9.2.1863 Bern 12.8.1956

Ein magischer Poet

Mit dem ersten Bilderbuch “Blumen-Märchen” ist Kreidolf 1898 im Wortsinn “über Nacht” bekannt geworden und hat damit einer mehrere Jahre dauernden Schaffenskrise ein plötzliches und erfreuliches Ende gesetzt. Ernst Kreidolf Illustrationsstil, mit seiner unglaublichen künstlerischen Sensibilität, kombiniert mit dem innovativen zeichnerischen Stil und seinem lithographischen Können, waren tatsächlich für die damalige Zeit revolutionär. Kreidolf verzichtet in den Blumen- und Tierdarstellungen auf die weit verbreitete Süsslichkeit zeitgenössischer Kinderbücher. Seine Bilder bestechen vielmehr durch eine echte, unbefangen kindliche Art der Naturanschauung, die sich mit einer geradezu wissenschaftlich genauen Beobachtung paart. Bild und Text in seinen Büchern waren ihm gleich wichtig und beinhalteten bereits die Idee des “Gesamtkunstwerks”, welche im aufkommenden Jugendstil eine wichtige Rolle spielen sollte.

 

1863 - 1867       verbringt die ersten Lebensjahre im Länggassquartier in Bern

1868 - 1882       Schul- und Lehrjahre in Tägerwilen und Konstanz am Bodensee

1883 - 1888       Kunststudium im München und bekanntschaft mit den Künstlern wie Cuno Amiet und

                        Wilhelm  Balmer

1888 / 1889       gesundheitliche und nervliche Probleme beeinträchtigen sein Leben, verursacht durch

                        den zahlreichen Dahinschied seiner Angehörigen an Schwindsucht. Nervenzusammenbruch

                        1889 verursacht durch den Tod seiner Lieblingsschwester Hermine

1889 - 1895       Rückzug aus dem turbulenten München nach Partenkirchen in Oberbayern. Freundschaft

                        mit Leopold Weber (1866 - 1944) und der jungen Erbprinzessin von Schaumburg-Lippe.

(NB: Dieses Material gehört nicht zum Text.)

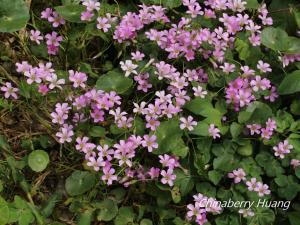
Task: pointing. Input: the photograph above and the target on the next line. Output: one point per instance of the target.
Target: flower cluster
(202, 205)
(53, 17)
(267, 132)
(43, 74)
(289, 58)
(91, 6)
(9, 90)
(131, 23)
(282, 149)
(252, 184)
(242, 91)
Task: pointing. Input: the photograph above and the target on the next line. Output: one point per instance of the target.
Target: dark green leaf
(80, 182)
(70, 13)
(38, 160)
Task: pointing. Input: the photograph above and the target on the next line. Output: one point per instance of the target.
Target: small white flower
(128, 67)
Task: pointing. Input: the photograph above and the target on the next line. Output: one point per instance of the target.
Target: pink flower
(9, 90)
(199, 92)
(254, 128)
(108, 175)
(188, 123)
(78, 78)
(96, 163)
(56, 19)
(228, 68)
(35, 36)
(97, 115)
(43, 89)
(105, 152)
(128, 67)
(282, 149)
(53, 39)
(262, 189)
(103, 24)
(271, 124)
(91, 5)
(54, 81)
(46, 13)
(252, 184)
(266, 133)
(33, 76)
(263, 67)
(168, 177)
(86, 15)
(260, 84)
(154, 173)
(65, 134)
(238, 175)
(213, 131)
(23, 67)
(137, 56)
(168, 161)
(149, 142)
(295, 163)
(81, 144)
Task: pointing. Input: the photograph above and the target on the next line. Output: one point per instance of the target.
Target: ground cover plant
(150, 112)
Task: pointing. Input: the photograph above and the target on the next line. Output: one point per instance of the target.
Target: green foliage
(80, 182)
(70, 12)
(38, 160)
(108, 210)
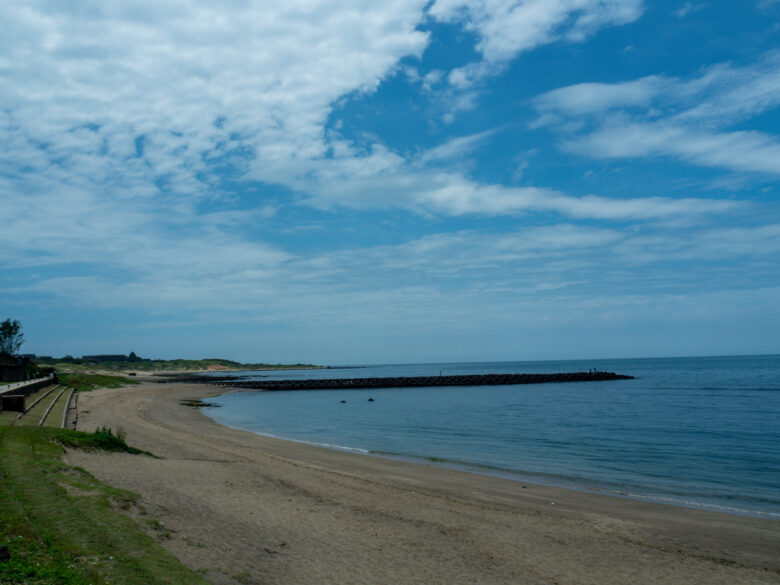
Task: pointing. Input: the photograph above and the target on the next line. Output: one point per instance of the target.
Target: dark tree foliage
(11, 337)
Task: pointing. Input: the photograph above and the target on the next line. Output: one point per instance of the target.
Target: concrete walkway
(15, 387)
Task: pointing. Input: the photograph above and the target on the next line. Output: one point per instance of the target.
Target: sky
(351, 181)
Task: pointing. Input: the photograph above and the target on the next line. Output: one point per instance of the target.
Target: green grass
(62, 526)
(87, 382)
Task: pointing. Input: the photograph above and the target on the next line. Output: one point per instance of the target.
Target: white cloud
(594, 98)
(507, 27)
(658, 116)
(688, 8)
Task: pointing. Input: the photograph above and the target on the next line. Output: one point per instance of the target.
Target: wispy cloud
(686, 119)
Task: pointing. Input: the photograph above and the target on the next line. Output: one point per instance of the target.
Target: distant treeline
(124, 362)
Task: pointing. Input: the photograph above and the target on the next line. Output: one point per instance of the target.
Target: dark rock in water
(423, 381)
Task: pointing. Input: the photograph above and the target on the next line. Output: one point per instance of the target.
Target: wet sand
(250, 509)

1895 / 1896       Einladung des Fürstenhauses von Schaumburg-Lippe auf das Schloss Bückeburg bei

                        Hannover und finanzielle Unterstützung zur Herausgabe des Bilderbuches

                        “Blumen-Märchen”. Weitere Bücher erscheinen. Freundschaft mit Eduard Zimmermann

                        (1872 - 1949) und dem Böcklinschüler Albert Welti (1862 - 1912).

1908                 Albert Welti zieht von München nach Bern. Bei Besuchen in Bern lernt Ernst Kreidolf die

                        Künstler Paul Klee (1879 - 1944), Othmar Schoeck (1886 - 1957) und Hermann Hesse

                        (1877 - 1962) kennen.

1914                 in St. Moritz wird Kreidolf vom Ersten Weltkrieg überrascht. Dankbare Aufnahme im

                        Landhaus “Lohn” bei Kehrsatz durch die Familie Welti-Kammerer, deren Gastfreundschaft

                        er auch in späteren Jahren geniessen darf.

1915                 Hermann Hesse schreibt einen Aufsatz über Ernst Kreidolf in der Zeitschrift “Werk”

1916                 Kur in St. Moritz, dort trifft er wiederum Hermann Hesse. Bekanntschaft mit dem

                        Schriftsteller und Verleger Emil Roniger (1883 - 1958).

1917                 Besuch Hermann Hesse im Tessin; Uebersiedlung Hermann Hesse und Ernst Kreidolf

                        nach Bern

1919                 Emil Roniger wird begeisterter Sammler und Mäzen von Bildwerken Kreidolf’s. In Roniger’s

                        Rotapfel-Verlag erscheinen nun viele Bücher von Kreidolf.

1956                 am 12. August 1956 stirbt Ernst Kreidolf im Alter von 93 Jahren in Bern.